|What was the National Guard’s role in public health control of the COVID-19 Pandemic?|
This is a study into why the United States had to call in the military and what the military role was in helping to combat COVID-19. This study will outline a short literature review on the history of the US healthcare system as well as previous military involvement into pandemics. Following the literature review, an ethnographic study into the Ohio and Nebraska National Guard testing missions will be discussed.

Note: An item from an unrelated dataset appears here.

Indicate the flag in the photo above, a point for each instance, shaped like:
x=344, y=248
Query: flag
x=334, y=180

History of Healthcare in the U.S.
Reflections: The Past, Present, and Future
The United States currently stands as one of the only developed nations without universal healthcare. Although the Affordable Care Act is still in full effect in 2020, the U.S. still stands out with its efforts to make medical care accessible to the public. With the on-going Covid-19 pandemic, it’s brought into focus the need to reform our healthcare promoting universal healthcare for affordable access to the many who lack health insurance today. There are gaping holes in our health care coverage with millions finding themselves without coverage before and during the pandemic. Typically, the costs of care is what impacts individuals decision to seek care if symptoms are present. A number of Americans without health insurance has continued to grow and impedes our nations health and productivity, diverting hospital emergency resources to what should just be routine medical care. To explain the healthcare structure we have today and exactly why we’re an outlier among developed nations, several explanations are given:
The Past: An explanation on the historical-cultural structure of healthcare
Americans typically are found to have a more negative attitude towards the government when comparing most people in other countries. This attitude has stayed consistent since the 18th century and there are a few explanations for this. Beginning with the self-selection of immigrants back in the colonial times, the desperate would flee their countries to the unknown in America. This would include draft dodging europeans and individuals leaving their countries due to failing political revolts. Religion also plays into this history with many immigrants identifying themselves to be in opposition of the church. Adding on to the first explanation is de Tocqueville’s: an absence of having a traditional aristocracy and having a social hierarchy that leads to a new culture that is less respectful and accepting of authority figures. The one thing about the U.S. that makes us similar to other industrialized nations is our stratified socioeconomic status, where we differ is in the self identification of Americans. In many other countries similar to the U.S., a large proportion of individuals identify as working class, whereas in the U.S. everyone self-identifies as being middle class. This leads to a very simple reason for the lack of universal healthcare, there’s no self-identified working class, meaning no labor party, lack of national health insurance when compared to other developed nations.
Along with the historical-cultural explanations, there are a few political-structural explanations to this. The first and simplest explanation to our healthcare is the design of our constitution. The policies within our constitution redistributes resources from the wealthy to the working class but those considered middle class have practically no part or affect in the policies. The U.S. itself has one of the weakest political parties and rarely does the notion of introducing a new health policy is included onto any party’s platform. The last time a significant health policy was introduced was during 1965. With the U.S. lacking in strong political parties, the power of money in politics takes over. An individual politician without a group can be just as successful if they have the wealth. Similarly, if a group has a large amount of resources they’d be successful in introducing and pushing for any new policy. Sadly, it’s been a recurring theme with those large groups opposing universal healthcare insurance.
US Military Response to Pandemics
Covid-19 and Influenza
There’s a long history of the National Guard supporting states and our nation during times of emergencies. The national guard was utilized for the current pandemic being called on and activated by state governors.
- March 18, the activation of approximately 300 personnel from the Ohio national guard to assist in humanitarian efforts
- Requested to support Ohio Department of Jobs and Family Services by food packing and distribution
- In 2009, the national guard was also activated during the H1N1 influenza but distributed vaccinations and medical supplies.